Making bets on volatility has never been more popular.
Nor has it been riskier.
For signs that investors are hungry to wager on future price swings, look no further than the cottage industry that’s popped up around the CBOE Volatility Index, or VIX. Their preferred vehicles are a series of exchange-traded products linked to the so-called “fear gauge” that have shares outstanding at or near record highs.
Traders have also grown increasingly fond of betting against volatility, once again using VIX-linked instruments. Their willingness to do so has made shorting volatility one of the market’s most crowded trades as the VIX has hovered near record lows for the past couple months.
The combined effect of these wildly sought-after bullish and bearish VIX trades has created unprecedented risk in the volatility market, according to Macro Risk Advisors (MRA), a firm that arranges volatility trades.

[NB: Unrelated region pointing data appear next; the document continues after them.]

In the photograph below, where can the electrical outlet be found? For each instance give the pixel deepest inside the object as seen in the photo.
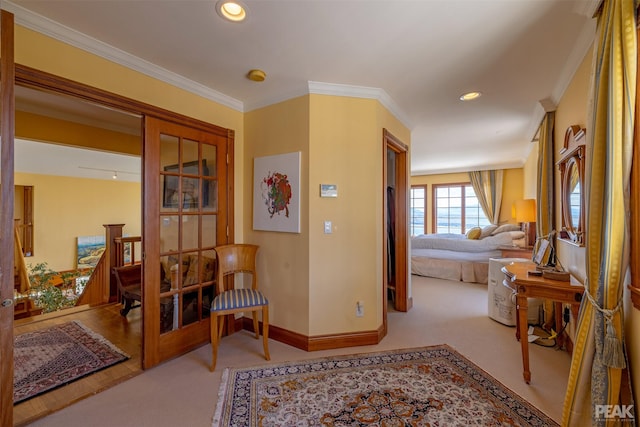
(359, 308)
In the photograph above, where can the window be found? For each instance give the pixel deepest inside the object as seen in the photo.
(417, 208)
(456, 209)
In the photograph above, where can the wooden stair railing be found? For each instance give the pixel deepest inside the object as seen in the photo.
(122, 245)
(20, 266)
(96, 291)
(100, 287)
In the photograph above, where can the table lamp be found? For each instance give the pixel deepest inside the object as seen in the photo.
(525, 212)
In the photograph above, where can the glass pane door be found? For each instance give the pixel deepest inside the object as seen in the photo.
(188, 169)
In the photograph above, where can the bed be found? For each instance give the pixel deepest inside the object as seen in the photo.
(459, 257)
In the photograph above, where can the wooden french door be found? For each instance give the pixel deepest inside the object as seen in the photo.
(186, 193)
(7, 114)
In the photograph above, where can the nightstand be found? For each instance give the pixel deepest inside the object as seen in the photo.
(516, 252)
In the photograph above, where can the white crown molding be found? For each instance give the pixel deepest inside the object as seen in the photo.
(41, 24)
(587, 8)
(50, 28)
(581, 49)
(361, 92)
(462, 169)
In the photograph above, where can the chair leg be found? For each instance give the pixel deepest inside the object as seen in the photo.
(221, 327)
(265, 331)
(255, 324)
(214, 341)
(128, 303)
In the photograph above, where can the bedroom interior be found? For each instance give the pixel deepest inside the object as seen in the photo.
(463, 280)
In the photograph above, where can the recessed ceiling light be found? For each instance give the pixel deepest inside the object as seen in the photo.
(257, 75)
(232, 10)
(469, 96)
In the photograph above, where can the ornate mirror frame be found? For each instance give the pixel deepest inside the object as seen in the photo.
(571, 165)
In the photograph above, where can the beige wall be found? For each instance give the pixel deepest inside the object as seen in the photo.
(61, 214)
(340, 140)
(43, 53)
(511, 191)
(283, 257)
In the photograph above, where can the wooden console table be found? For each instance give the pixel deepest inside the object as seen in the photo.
(530, 286)
(516, 252)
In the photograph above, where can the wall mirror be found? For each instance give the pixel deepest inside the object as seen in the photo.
(571, 165)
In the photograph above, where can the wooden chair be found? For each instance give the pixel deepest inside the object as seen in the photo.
(129, 279)
(233, 259)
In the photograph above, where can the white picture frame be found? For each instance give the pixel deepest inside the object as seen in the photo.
(276, 193)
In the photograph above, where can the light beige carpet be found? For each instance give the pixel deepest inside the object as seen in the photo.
(182, 392)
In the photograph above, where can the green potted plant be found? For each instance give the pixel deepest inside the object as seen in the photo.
(45, 293)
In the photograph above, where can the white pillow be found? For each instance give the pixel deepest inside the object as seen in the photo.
(486, 231)
(506, 227)
(515, 235)
(521, 243)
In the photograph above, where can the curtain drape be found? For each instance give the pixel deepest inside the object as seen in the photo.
(545, 189)
(488, 188)
(598, 357)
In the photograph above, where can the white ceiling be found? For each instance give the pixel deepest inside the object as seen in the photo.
(416, 57)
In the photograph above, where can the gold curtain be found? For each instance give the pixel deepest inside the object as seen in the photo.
(598, 355)
(488, 188)
(545, 190)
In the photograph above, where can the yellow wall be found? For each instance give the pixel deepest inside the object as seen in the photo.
(572, 110)
(40, 128)
(511, 191)
(61, 215)
(279, 129)
(43, 53)
(340, 140)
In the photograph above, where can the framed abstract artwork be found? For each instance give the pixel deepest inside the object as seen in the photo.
(276, 193)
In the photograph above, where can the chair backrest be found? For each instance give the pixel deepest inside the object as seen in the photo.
(236, 258)
(128, 275)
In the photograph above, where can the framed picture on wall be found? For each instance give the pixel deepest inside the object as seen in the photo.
(276, 193)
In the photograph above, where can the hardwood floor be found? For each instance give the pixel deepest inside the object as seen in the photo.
(125, 333)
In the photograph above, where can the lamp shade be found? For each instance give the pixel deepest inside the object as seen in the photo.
(525, 210)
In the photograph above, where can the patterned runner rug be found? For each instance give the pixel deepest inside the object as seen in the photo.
(50, 358)
(431, 386)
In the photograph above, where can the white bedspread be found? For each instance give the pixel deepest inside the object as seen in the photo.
(459, 243)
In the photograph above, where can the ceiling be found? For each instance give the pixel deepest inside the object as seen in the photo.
(416, 57)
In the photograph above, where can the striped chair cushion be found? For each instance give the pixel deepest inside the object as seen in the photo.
(237, 298)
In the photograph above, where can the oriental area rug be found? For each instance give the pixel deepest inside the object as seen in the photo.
(430, 386)
(50, 358)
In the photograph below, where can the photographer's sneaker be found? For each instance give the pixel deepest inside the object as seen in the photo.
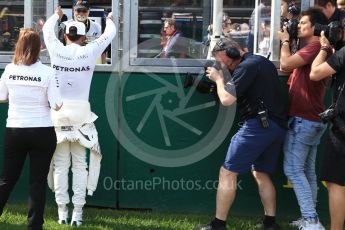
(296, 223)
(63, 216)
(311, 225)
(77, 219)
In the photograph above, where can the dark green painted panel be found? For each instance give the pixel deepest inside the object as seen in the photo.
(187, 191)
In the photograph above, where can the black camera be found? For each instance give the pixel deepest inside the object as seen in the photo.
(328, 115)
(333, 31)
(291, 27)
(204, 85)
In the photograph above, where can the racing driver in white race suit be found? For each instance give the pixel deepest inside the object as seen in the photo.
(75, 130)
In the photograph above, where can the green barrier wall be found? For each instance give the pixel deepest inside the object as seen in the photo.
(173, 141)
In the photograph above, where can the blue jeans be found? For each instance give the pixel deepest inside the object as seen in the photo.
(255, 148)
(300, 150)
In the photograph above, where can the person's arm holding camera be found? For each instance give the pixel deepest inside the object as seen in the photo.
(288, 61)
(218, 77)
(320, 69)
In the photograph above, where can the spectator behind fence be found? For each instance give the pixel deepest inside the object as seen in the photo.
(74, 124)
(175, 45)
(30, 87)
(341, 4)
(305, 126)
(256, 146)
(329, 8)
(333, 169)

When VIX futures move more than two points, products linked to the index have to buy 85,000 contracts at the close — more than double the highest levels seen in the period from 2014 to 2016, MRA data show.
This is due to the daily rebalancing that needs to occur in leveraged products, which are designed to provide returns that amplify VIX fluctuations. The ProShares Trust Ultra VIX Short-Term Futures ETF, which aims to move twice as much as the underlying index, is an example of one such instrument.
So how does this tie back into the broader stock market? Pravit Chintawongvanich, the head of derivatives strategy at MRA, explains:
“A relatively minor move in the S&P could spark an outsized move in volatility, due to this rebalance buying,” he said in a client note on Wednesday.
He highlights the market action on August 10, when the S&P 500 slipped 1.5%, while the VIX jumped a whopping five points, from 11.11 to 16.04. It was an outsized reaction no matter how you slice it.
Looking forward, if the dynamics in the volatility market continue along their current path, it’s likely you’ll be seeing more days like that. And MRA’s analysis is just the latest example of how potentially dangerous betting on the VIX can be, especially if you don’t understand what you’re buying. Which is not as crazy an idea as you may think.